Some primary reasons DCVax-l might be approved somewhat early are:

1. Recent commercial manufacturing certification for facility, and

Advent HTA license renewal was confirmed granted on December 20, 2023 after September 8, 2023 inspection and Advent corrections. (Note: Prior grant was in October 2021 after an August 2021 inspection).

2. Orphan designation for indication.

3. Months of mock inspection preparation.

4. A well plead complaint edited by two companies.
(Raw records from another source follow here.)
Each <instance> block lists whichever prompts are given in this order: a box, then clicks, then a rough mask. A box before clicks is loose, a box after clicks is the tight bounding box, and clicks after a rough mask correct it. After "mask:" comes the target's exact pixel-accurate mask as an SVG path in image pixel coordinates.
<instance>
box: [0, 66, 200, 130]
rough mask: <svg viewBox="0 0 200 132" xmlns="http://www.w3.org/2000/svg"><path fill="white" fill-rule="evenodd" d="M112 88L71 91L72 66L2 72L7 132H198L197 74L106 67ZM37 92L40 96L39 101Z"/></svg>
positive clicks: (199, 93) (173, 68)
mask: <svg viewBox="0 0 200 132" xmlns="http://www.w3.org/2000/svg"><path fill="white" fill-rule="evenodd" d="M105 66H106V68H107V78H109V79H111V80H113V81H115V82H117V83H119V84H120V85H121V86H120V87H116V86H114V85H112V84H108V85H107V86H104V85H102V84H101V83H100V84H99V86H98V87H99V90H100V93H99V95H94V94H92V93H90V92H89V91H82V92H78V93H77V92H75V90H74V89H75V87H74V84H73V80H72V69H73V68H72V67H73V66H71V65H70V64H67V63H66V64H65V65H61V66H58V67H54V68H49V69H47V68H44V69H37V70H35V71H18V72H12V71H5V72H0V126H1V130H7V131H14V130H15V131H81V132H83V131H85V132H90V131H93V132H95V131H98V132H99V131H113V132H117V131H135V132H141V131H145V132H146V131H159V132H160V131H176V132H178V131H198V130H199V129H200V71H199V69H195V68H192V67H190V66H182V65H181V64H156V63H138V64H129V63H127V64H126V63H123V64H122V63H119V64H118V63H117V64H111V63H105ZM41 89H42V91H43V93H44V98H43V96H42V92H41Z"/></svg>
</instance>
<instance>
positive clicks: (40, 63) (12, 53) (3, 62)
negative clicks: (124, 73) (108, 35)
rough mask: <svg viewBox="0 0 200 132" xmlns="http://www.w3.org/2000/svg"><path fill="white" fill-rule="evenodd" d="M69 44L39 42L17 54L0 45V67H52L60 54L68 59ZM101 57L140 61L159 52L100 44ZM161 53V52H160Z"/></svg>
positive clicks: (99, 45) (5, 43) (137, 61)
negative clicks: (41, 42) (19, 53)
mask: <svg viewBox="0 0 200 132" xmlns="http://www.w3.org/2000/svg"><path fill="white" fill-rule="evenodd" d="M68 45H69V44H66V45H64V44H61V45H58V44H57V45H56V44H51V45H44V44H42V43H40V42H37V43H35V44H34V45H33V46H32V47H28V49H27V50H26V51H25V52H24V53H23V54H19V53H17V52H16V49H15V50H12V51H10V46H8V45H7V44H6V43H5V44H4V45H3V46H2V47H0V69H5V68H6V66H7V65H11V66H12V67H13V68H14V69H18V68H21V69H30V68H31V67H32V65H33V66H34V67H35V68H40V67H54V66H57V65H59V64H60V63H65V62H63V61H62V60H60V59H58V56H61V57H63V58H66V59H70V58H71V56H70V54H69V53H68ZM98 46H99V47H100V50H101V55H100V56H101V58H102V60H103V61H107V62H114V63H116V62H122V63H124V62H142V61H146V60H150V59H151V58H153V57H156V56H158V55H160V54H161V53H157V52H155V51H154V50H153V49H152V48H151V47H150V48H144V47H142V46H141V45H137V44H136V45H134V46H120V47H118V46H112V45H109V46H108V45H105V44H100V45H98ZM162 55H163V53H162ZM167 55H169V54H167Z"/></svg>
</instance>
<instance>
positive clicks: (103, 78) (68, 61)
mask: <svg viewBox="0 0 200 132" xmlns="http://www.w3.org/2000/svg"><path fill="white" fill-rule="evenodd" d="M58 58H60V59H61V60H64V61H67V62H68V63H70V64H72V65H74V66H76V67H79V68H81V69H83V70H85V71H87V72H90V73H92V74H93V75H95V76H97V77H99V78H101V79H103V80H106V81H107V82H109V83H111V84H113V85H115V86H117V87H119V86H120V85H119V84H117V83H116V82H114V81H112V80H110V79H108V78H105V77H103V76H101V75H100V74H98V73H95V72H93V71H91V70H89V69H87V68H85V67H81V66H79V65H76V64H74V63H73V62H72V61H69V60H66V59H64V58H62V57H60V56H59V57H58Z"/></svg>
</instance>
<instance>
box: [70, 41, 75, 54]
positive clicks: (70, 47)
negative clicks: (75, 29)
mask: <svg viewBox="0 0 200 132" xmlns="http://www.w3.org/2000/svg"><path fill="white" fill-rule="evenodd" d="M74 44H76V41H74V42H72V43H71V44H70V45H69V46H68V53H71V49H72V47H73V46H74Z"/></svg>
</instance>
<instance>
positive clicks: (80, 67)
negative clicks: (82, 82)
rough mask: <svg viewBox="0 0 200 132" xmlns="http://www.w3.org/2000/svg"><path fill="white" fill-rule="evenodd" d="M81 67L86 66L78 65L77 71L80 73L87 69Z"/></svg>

5. Started working with NICE long ago.

6. MHRA and NICE are in the midst of dramatically shortening review time averages. IRP program frees up national approval resources.

7. NICE gives proportionate review time dependent on safety of therapy.

8. MHRA review is smoother for drugs with low toxicity. (Near zero toxicity for DCVax-l)

[meirluc]

Hi Doc. I was not aware that NWBO had made any comments
that they expected in addition to their 150 day fast track application,
to be most likely faced with a 60 days clock off period. Also one of our
MB participants who periodically tracks the time passed from MAA submission to
the MHRA decisions has often stated that (lately?) 88% of the MHRA decisions have
been rendered within 210 days of MAA submission (or acceptance). That implies
that many applications are approved or rejected within less than 210 days and perhaps
closer to 150 days.

All those different signals are very confusing and it is very difficult to
venture a realistic guess as to when we can expect a MHRA decision.